Il y a dans la pièce deux personnages de trompeurs qui fonctionnent en duo : ce sont le philosophe Ružičić et la pique-assiette Sara. Le duo Ružičić – Sara est fondé sur les différences, d'où provient d'ailleurs le comique entre les envolées lyriques de Ružičić et les aspirations beaucoup plus prosaïques de Sara. Le lexique de Ružičić abonde en mots abstraits, et recourt de plus au slavon, le lexique de Sara regorge quant à lui de termes culinaires. Ainsi s'établit une opposition cocasse entre deux univers, "spirituel" et gastronomique, alors même que leurs deux représentants appartiennent à un monde unique, celui de l'imposture. Sara est pour Fema synonyme de noblesse, notamment par sa "connaissance" de phrases toutes faites en allemand et en français. D’ailleurs, ce sont les langues étrangères qui sont le plus souvent source de malentendus et d'incompréhension entre les personnages de Sterija. Le français de Fema en particulier est un bon exemple de recours à une langue étrangère à des fins comiques basés souvent sur des calambours et des jeux de mots inattendus. 

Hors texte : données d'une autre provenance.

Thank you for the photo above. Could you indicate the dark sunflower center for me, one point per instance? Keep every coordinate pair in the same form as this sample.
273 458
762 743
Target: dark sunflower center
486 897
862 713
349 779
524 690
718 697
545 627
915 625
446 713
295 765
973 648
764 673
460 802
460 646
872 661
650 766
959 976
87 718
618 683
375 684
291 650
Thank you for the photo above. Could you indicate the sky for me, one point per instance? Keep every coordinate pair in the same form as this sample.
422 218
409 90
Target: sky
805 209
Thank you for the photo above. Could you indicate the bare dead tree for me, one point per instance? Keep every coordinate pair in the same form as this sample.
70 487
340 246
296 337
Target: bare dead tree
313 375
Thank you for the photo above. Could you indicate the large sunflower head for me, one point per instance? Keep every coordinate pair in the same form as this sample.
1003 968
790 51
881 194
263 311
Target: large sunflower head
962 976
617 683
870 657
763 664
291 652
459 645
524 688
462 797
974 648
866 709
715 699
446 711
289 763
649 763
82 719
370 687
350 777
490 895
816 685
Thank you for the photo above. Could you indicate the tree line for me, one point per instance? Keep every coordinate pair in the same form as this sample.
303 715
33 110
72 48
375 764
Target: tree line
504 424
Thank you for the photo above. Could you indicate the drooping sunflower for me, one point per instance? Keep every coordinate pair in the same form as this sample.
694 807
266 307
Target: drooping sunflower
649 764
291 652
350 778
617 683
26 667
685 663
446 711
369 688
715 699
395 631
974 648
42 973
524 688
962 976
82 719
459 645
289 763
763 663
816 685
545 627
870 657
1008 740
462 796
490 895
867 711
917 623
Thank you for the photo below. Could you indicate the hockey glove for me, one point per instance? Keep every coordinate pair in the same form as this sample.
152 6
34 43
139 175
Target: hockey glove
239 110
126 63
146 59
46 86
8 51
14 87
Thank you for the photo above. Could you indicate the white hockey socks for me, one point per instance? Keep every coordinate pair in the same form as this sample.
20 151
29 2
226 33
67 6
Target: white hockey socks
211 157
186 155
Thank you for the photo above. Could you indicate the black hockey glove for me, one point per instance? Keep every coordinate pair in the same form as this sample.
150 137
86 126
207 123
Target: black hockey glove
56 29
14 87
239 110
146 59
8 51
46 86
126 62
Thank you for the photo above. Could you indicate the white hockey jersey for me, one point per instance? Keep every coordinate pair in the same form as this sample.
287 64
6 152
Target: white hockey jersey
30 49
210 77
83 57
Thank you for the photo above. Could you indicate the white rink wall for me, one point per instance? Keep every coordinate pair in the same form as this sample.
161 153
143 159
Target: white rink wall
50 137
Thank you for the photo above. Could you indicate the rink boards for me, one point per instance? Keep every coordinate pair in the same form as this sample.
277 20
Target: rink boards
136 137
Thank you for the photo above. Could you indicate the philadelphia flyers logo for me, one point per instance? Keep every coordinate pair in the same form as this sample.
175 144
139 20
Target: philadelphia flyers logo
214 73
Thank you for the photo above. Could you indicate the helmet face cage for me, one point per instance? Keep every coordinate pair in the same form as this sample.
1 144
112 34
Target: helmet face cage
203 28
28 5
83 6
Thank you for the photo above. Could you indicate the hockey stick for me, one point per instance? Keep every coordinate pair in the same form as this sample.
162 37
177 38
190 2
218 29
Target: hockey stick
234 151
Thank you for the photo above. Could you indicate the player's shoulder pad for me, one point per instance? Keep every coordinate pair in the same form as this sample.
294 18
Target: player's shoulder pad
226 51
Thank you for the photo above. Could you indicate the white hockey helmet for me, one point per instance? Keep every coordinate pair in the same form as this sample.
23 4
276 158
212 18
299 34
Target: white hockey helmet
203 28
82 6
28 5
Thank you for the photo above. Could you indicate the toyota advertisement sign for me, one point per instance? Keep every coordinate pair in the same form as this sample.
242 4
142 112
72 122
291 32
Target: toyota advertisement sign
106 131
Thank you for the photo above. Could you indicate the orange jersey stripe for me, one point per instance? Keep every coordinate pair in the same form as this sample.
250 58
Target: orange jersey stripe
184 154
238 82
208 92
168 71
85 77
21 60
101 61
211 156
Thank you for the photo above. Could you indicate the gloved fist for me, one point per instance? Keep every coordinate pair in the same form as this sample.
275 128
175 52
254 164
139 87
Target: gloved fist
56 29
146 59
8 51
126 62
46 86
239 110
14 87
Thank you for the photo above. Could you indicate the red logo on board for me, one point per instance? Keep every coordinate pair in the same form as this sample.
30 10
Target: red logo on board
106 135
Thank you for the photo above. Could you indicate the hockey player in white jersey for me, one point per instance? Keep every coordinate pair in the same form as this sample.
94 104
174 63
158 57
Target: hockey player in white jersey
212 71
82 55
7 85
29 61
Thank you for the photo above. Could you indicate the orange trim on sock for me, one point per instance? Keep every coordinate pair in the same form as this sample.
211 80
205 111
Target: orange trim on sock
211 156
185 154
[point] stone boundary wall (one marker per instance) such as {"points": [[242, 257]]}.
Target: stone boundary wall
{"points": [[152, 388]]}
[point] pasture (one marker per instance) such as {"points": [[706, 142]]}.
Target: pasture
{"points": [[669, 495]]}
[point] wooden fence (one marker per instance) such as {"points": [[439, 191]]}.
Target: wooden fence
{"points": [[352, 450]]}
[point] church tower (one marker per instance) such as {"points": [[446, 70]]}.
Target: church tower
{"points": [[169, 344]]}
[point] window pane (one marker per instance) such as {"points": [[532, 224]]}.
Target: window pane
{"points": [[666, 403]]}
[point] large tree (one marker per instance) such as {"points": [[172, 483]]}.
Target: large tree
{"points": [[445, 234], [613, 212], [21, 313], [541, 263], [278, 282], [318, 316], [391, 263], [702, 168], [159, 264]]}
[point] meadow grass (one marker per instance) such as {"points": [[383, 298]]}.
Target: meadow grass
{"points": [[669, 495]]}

Fema – l’un des plus célèbres personnages de la littérature serbe 

Fema est souvent comparée à monsieur Jourdain du Bourgeois gentilhomme. Le thème qui leur est commun est d’ailleurs sur plusieurs points traité de la même manière. Comme monsieur Jourdain rêve de devenir gentilhomme, Fema rêve d’être noble et veut transformer son entourage. Le comique naît toutefois essentiellement du caractère de personnage de Fema, habilement intégré par l'auteur dans un milieu social, et qui se démasque précisément par son parler, quels que soient les efforts pour s'éloigner de sa véritable identité. Autant Fema cherche à persuader autrui qu'elle s'est débarrassée de son identité antérieure, autant elle éprouve le besoin de se convaincre de l'existence de cette identité rêvée, même lorsqu'il lui semble l'avoir définitivement acquise.  

Brillamment conçu, le personnage de Fema –  qui oscille entre celui d'une femme liée à son milieu étroit de province et celui d'une femme qui veut s'en émanciper – est devenu l’un des plus célèbres de la littérature serbe : c’est un personnage qui aujourd’hui encore provoque de grands éclats de rire.
 

♦ Etudes et articles en serbe. Bogdanović Milan : "Pokondirena tikva", Stari i novi II, Prosveta Beograd, 1946, p. 53-57 ; Flegar Milorad : "Tri komedije Jovana Sterije Popovića: Pokondirena tikva, Tvrdica ili Kir Janja, Rodoljupci", in : éd. Hećičović, Fleger, Dva komediografa, Školska knjiga, Zagreb, 1971, p. 55-113 ; Milićević Živko : "Sterija i njegova Pokondirena tikva", Radoznalosti, eseji, Minerva, Subotica, 1954, p. 5-22 ; Milinčević Vaso : "Sterijina vrhunska komediografska ostvarenja", in : Pokondirena tikva. Rodoljupci, Prosveta / Nolit / Zavod za udžbenike i nastavna sredstva, Beograd, 1985, p. 7-33.